ELECTRICITY

Ministry mulling new cheaper power rate slots

Energy Ministry will overhaul the period of off-peak charges for electricity consumption

Ministry mulling new cheaper power rate slots

The Energy Ministry is putting the finishing touches to the shift of the off-peak charging for electricity consumption from the night to the daytime and those hours when renewable energy source output peaks thanks to photovoltaics and prices in the wholesale market are low.

The measure announced by Minister Thodoros Skylakakis since April will work alongside the effort to move demand to the low-price zones, which is becoming an urgent need in dealing with the imbalance of the system due to the oversupply of RES, a phenomenon that is leading to more and more increasing green energy cuts. 

The first tool in this direction deployed by the ministry is the release on the market from January 2025 of “dynamic” orange-colored invoices with the possibility of hourly billing within 24 hours or even 15 minutes. By the end of the year, the ministry will evaluate whether it should extend the mandatory availability of green tariffs. 

However, the prevailing opinion among the competent officials of the ministry is that “the green tariffs have achieved their goal, which was transparency and the strengthening of competition and that the market cannot move forward with regulated measures.”
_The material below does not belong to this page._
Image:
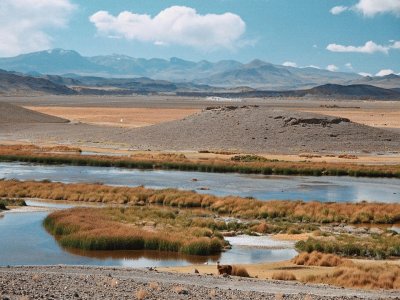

At the moment, Skylakakis tells Kathimerini, “the dynamic orange tariffs and the transition from the night to the two-zone tariff” are being prioritized. As he explains, the nightly charge is a relic of a time when PPC provided it to boost demand at night and keep lignite units operating that were not easy to switch on and off. Now with RES, Greece has the cheapest electricity at noon when the photovoltaics are working, and on weekends, especially on Sundays. 

“So it makes sense to move the demand to where there is a cheap price, so that the tariffs that the providers can give are lower,” emphasizes the minister.

The design in principle – as it has not yet been finalized – will involve a zone for weekdays between the hours of 10 a.m. and 3 p.m., possibly with changes per season as demand varies.